So what are the big grocery retailers to do – give up the games and just cut prices like their competitors do? A retail advisory firm says pricing games aren’t the problem, it’s how you play the game that matters. And in order to win the battle for your business, grocery stores need to get smarter about having the right prices, on the right products, at the right time, for the right customers.

“Supermarkets must stop lowering their prices and eroding margins in response to hard discounters,” Brick Meets Click Chief Architect Bill Bishop said. “It’s a price battle they just can’t win.”

Bishop explained his findings in a recent presentation focusing on how grocers, and their customers, can benefit from smarter price promotions. The business model at stores like ALDI and Lidl, he explained, allows them to sell store-brand products at 30% to 40% less than the price of equivalent branded products at grocery stores.
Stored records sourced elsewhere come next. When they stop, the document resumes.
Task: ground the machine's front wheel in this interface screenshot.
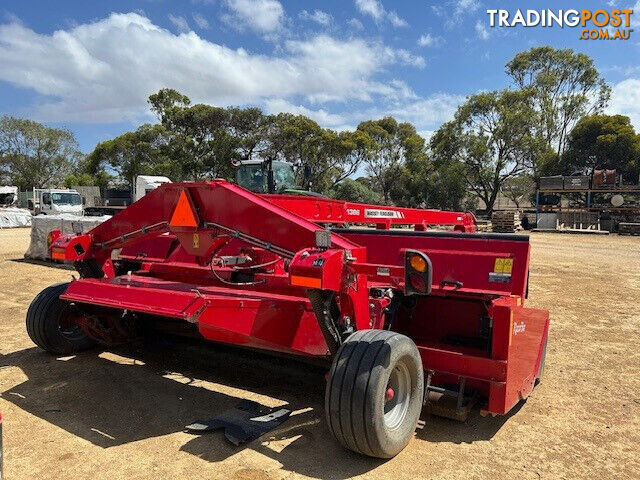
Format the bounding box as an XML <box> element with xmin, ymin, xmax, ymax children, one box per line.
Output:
<box><xmin>27</xmin><ymin>282</ymin><xmax>95</xmax><ymax>355</ymax></box>
<box><xmin>325</xmin><ymin>330</ymin><xmax>424</xmax><ymax>458</ymax></box>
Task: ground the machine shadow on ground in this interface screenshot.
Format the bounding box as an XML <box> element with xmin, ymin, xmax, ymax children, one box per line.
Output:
<box><xmin>0</xmin><ymin>337</ymin><xmax>507</xmax><ymax>479</ymax></box>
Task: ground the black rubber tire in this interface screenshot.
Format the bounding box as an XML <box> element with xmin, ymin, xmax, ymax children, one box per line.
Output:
<box><xmin>27</xmin><ymin>282</ymin><xmax>95</xmax><ymax>355</ymax></box>
<box><xmin>325</xmin><ymin>330</ymin><xmax>424</xmax><ymax>458</ymax></box>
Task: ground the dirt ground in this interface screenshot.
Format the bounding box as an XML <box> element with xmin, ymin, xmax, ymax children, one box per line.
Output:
<box><xmin>0</xmin><ymin>229</ymin><xmax>640</xmax><ymax>480</ymax></box>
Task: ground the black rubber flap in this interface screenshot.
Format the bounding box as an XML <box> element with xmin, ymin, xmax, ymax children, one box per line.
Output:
<box><xmin>185</xmin><ymin>400</ymin><xmax>291</xmax><ymax>445</ymax></box>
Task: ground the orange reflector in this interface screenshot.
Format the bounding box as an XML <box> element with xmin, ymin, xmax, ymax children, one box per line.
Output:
<box><xmin>169</xmin><ymin>190</ymin><xmax>198</xmax><ymax>227</ymax></box>
<box><xmin>291</xmin><ymin>275</ymin><xmax>322</xmax><ymax>288</ymax></box>
<box><xmin>409</xmin><ymin>255</ymin><xmax>427</xmax><ymax>273</ymax></box>
<box><xmin>51</xmin><ymin>248</ymin><xmax>66</xmax><ymax>260</ymax></box>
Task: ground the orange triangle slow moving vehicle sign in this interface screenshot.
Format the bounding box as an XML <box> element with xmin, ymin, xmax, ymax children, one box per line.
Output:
<box><xmin>169</xmin><ymin>190</ymin><xmax>198</xmax><ymax>227</ymax></box>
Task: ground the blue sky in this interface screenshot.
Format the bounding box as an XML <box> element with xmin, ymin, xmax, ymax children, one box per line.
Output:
<box><xmin>0</xmin><ymin>0</ymin><xmax>640</xmax><ymax>152</ymax></box>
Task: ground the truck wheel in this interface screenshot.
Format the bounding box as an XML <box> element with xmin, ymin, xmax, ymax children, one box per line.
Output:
<box><xmin>27</xmin><ymin>282</ymin><xmax>95</xmax><ymax>355</ymax></box>
<box><xmin>325</xmin><ymin>330</ymin><xmax>424</xmax><ymax>458</ymax></box>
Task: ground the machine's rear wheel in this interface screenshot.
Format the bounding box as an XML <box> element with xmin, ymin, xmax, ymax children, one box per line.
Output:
<box><xmin>27</xmin><ymin>282</ymin><xmax>95</xmax><ymax>355</ymax></box>
<box><xmin>325</xmin><ymin>330</ymin><xmax>424</xmax><ymax>458</ymax></box>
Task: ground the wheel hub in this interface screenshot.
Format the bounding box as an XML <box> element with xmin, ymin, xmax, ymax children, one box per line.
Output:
<box><xmin>384</xmin><ymin>362</ymin><xmax>411</xmax><ymax>430</ymax></box>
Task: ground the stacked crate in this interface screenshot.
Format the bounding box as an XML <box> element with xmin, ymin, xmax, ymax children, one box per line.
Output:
<box><xmin>618</xmin><ymin>222</ymin><xmax>640</xmax><ymax>235</ymax></box>
<box><xmin>491</xmin><ymin>211</ymin><xmax>521</xmax><ymax>233</ymax></box>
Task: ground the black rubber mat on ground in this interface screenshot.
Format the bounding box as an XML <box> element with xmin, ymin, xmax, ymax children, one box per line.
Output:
<box><xmin>185</xmin><ymin>400</ymin><xmax>291</xmax><ymax>445</ymax></box>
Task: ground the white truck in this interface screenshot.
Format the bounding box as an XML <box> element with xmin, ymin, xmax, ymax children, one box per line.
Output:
<box><xmin>33</xmin><ymin>188</ymin><xmax>84</xmax><ymax>216</ymax></box>
<box><xmin>133</xmin><ymin>175</ymin><xmax>171</xmax><ymax>202</ymax></box>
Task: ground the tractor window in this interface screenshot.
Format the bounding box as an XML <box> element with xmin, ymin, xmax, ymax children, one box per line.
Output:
<box><xmin>236</xmin><ymin>165</ymin><xmax>267</xmax><ymax>193</ymax></box>
<box><xmin>51</xmin><ymin>193</ymin><xmax>82</xmax><ymax>205</ymax></box>
<box><xmin>273</xmin><ymin>162</ymin><xmax>296</xmax><ymax>192</ymax></box>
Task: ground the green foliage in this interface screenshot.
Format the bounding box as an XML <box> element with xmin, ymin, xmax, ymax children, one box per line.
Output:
<box><xmin>431</xmin><ymin>90</ymin><xmax>539</xmax><ymax>216</ymax></box>
<box><xmin>85</xmin><ymin>124</ymin><xmax>182</xmax><ymax>185</ymax></box>
<box><xmin>560</xmin><ymin>115</ymin><xmax>640</xmax><ymax>179</ymax></box>
<box><xmin>0</xmin><ymin>116</ymin><xmax>82</xmax><ymax>189</ymax></box>
<box><xmin>331</xmin><ymin>178</ymin><xmax>383</xmax><ymax>204</ymax></box>
<box><xmin>506</xmin><ymin>46</ymin><xmax>611</xmax><ymax>155</ymax></box>
<box><xmin>357</xmin><ymin>117</ymin><xmax>425</xmax><ymax>202</ymax></box>
<box><xmin>502</xmin><ymin>174</ymin><xmax>536</xmax><ymax>208</ymax></box>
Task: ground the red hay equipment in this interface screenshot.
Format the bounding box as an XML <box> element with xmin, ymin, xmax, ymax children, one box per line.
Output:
<box><xmin>27</xmin><ymin>180</ymin><xmax>549</xmax><ymax>457</ymax></box>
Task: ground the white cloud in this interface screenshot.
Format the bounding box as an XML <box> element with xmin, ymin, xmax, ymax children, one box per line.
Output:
<box><xmin>431</xmin><ymin>0</ymin><xmax>480</xmax><ymax>28</ymax></box>
<box><xmin>389</xmin><ymin>93</ymin><xmax>465</xmax><ymax>129</ymax></box>
<box><xmin>264</xmin><ymin>98</ymin><xmax>347</xmax><ymax>130</ymax></box>
<box><xmin>300</xmin><ymin>10</ymin><xmax>333</xmax><ymax>27</ymax></box>
<box><xmin>169</xmin><ymin>14</ymin><xmax>191</xmax><ymax>32</ymax></box>
<box><xmin>607</xmin><ymin>78</ymin><xmax>640</xmax><ymax>132</ymax></box>
<box><xmin>476</xmin><ymin>20</ymin><xmax>489</xmax><ymax>40</ymax></box>
<box><xmin>0</xmin><ymin>13</ymin><xmax>425</xmax><ymax>123</ymax></box>
<box><xmin>355</xmin><ymin>0</ymin><xmax>408</xmax><ymax>27</ymax></box>
<box><xmin>192</xmin><ymin>12</ymin><xmax>209</xmax><ymax>30</ymax></box>
<box><xmin>418</xmin><ymin>33</ymin><xmax>442</xmax><ymax>47</ymax></box>
<box><xmin>222</xmin><ymin>0</ymin><xmax>284</xmax><ymax>34</ymax></box>
<box><xmin>347</xmin><ymin>18</ymin><xmax>364</xmax><ymax>30</ymax></box>
<box><xmin>387</xmin><ymin>12</ymin><xmax>409</xmax><ymax>27</ymax></box>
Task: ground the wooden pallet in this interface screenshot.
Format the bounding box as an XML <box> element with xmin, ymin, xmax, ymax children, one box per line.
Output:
<box><xmin>618</xmin><ymin>222</ymin><xmax>640</xmax><ymax>235</ymax></box>
<box><xmin>491</xmin><ymin>211</ymin><xmax>522</xmax><ymax>233</ymax></box>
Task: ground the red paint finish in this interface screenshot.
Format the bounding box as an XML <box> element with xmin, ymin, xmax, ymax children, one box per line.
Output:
<box><xmin>261</xmin><ymin>195</ymin><xmax>476</xmax><ymax>232</ymax></box>
<box><xmin>52</xmin><ymin>180</ymin><xmax>549</xmax><ymax>414</ymax></box>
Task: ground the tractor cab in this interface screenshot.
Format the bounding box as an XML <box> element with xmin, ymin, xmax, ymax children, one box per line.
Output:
<box><xmin>236</xmin><ymin>160</ymin><xmax>296</xmax><ymax>193</ymax></box>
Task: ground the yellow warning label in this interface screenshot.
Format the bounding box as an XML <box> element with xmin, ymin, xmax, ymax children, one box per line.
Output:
<box><xmin>493</xmin><ymin>258</ymin><xmax>513</xmax><ymax>275</ymax></box>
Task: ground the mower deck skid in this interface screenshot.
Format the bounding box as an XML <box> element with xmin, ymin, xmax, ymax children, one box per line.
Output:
<box><xmin>37</xmin><ymin>180</ymin><xmax>549</xmax><ymax>458</ymax></box>
<box><xmin>60</xmin><ymin>275</ymin><xmax>329</xmax><ymax>356</ymax></box>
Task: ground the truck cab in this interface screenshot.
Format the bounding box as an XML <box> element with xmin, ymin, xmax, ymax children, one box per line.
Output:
<box><xmin>34</xmin><ymin>188</ymin><xmax>83</xmax><ymax>215</ymax></box>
Trying to match those lower prices is a losing battle for grocery stores, since the discounters will just lower their prices even further and beat them.

Except when the grocery stores put something on sale.
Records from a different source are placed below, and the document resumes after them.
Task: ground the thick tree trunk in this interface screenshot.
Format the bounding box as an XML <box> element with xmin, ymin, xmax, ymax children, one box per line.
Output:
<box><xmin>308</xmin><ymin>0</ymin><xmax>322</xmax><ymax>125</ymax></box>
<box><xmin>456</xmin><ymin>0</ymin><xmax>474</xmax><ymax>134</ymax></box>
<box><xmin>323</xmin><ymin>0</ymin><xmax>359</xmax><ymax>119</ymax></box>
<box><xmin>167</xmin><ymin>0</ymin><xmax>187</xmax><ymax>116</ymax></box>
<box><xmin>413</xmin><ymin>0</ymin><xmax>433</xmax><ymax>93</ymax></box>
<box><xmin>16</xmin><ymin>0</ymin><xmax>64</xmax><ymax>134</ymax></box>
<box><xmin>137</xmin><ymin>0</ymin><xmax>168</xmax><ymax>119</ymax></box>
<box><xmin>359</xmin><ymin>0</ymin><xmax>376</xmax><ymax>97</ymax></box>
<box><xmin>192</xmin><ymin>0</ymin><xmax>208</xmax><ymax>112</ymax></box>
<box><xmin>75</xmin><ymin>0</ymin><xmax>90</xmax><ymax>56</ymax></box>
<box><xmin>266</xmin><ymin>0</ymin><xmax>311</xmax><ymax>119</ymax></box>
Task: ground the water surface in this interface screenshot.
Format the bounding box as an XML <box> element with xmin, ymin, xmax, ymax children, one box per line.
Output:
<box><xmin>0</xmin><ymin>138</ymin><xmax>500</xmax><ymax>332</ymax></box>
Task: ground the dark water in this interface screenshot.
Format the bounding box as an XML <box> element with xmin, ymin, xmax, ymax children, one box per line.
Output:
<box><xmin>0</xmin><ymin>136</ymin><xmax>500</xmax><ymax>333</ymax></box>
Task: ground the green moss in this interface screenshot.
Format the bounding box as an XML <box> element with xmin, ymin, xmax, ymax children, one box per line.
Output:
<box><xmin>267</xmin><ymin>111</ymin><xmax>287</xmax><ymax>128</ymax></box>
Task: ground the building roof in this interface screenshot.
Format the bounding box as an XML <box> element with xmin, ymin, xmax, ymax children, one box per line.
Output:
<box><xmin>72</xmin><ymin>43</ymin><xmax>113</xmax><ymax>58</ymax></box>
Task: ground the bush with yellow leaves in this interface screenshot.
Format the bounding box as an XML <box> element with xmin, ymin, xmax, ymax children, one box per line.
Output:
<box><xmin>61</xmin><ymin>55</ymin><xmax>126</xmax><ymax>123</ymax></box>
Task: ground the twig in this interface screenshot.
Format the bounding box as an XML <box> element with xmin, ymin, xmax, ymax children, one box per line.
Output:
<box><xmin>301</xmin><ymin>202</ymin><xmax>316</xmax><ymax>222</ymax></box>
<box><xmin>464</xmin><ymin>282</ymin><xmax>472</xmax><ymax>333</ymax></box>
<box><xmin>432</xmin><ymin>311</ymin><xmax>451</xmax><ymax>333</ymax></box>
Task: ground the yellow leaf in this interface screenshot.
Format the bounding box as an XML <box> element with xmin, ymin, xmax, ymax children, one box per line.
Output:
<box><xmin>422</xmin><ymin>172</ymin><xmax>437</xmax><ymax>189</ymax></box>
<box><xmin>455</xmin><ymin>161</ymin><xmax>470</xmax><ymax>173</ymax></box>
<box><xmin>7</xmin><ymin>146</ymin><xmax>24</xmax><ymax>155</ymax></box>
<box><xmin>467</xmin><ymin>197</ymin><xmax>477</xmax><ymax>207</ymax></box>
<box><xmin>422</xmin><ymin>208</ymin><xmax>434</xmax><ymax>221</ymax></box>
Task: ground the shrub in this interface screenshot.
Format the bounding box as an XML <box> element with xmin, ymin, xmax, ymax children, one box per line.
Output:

Bishop examined price data collected by Circular Logic at an unnamed grocery retailer in the Southeast during one week in February. 8 out of 11 items on the front page alone of the grocer’s weekly circular were priced lower than the same items at ALDI and Lidl. The grocery store had a 12-pack of Coke on sale for $3.74, for example. while ALDI and Lidl were selling the very same product for the “everyday low price” of $4.88. A pint of blueberries was $1.99 at the grocery store, while ALDI’s price was $2.99 and Lidl’s was $3.49. An 8-pack of Lance crackers was on sale for $1.77 at the grocery store, while the everyday price was $1.98 at ALDI and Lidl didn’t even carry the product.

The weekly circular is “a secret weapon for supermarkets,” Bishop explained. “It’s like Kryptonite for EDLP (everyday low price) competitors and deep discounters – they are powerless to fight back,” Circular Logic’s Ken Wyker told Brick Meets Click.

But we knew that already – the weekly ad gets shoppers in the door for the deals, then they end up paying full price for everything else and the grocery store comes out ahead in the end. It’s the very type of pricing game that many ALDI and Lidl shoppers have given up on. Who wants to sift through hundreds of items in a sale ad, many of them irrelevant to you, to see if there are good deals on things you actually want to buy?

So these analysts are suggesting a better way. Instead of relying on a laundry list of weekly promotions on a rotating assortment of the same old products, grocers need to get personal. It’s not about “which store has the best prices,” it’s about “which store has the best prices for me,” Wyker said. So his company helps retailers analyze shoppers’ purchase history in order to highlight the most relevant deals. “We email the most powerful offers to each customer every week, effectively reminding each individual how great the retailer’s pricing is on the items they buy,” he explained.

Other grocers have discussed going further than merely highlighting or rearranging the order of items in the existing circular. Safeway once discussed phasing out the traditional weekly circular altogether, replacing it with a selection of uniquely personalized prices on specific items most relevant to you.

We’re not quite there yet. So, for the time being at least, Brick Meets Click says grocers should leverage the advantage they have, in offering a weekly circular with sale prices that their competitors can’t beat. “Grocers have to adapt to ALDI and Lidl’s impact on pricing in the market, but lowering prices to fight the competition on general price reputation is counterproductive,” Bishop explained. “Shifting the goal to winning the individual shopper can be a much more effective and profitable strategy.”

This way, grocery stores can win shoppers whose priority is getting a good price on the items they buy most, and the discounters can win shoppers who just want a fair price on whatever they choose to buy. And if you’re a committed deal-seeker and stick to your guns by shopping the sales at the grocery store, and purchasing the rest of the items on your list at a discount store, then the real winner of this grocery price battle – could be you.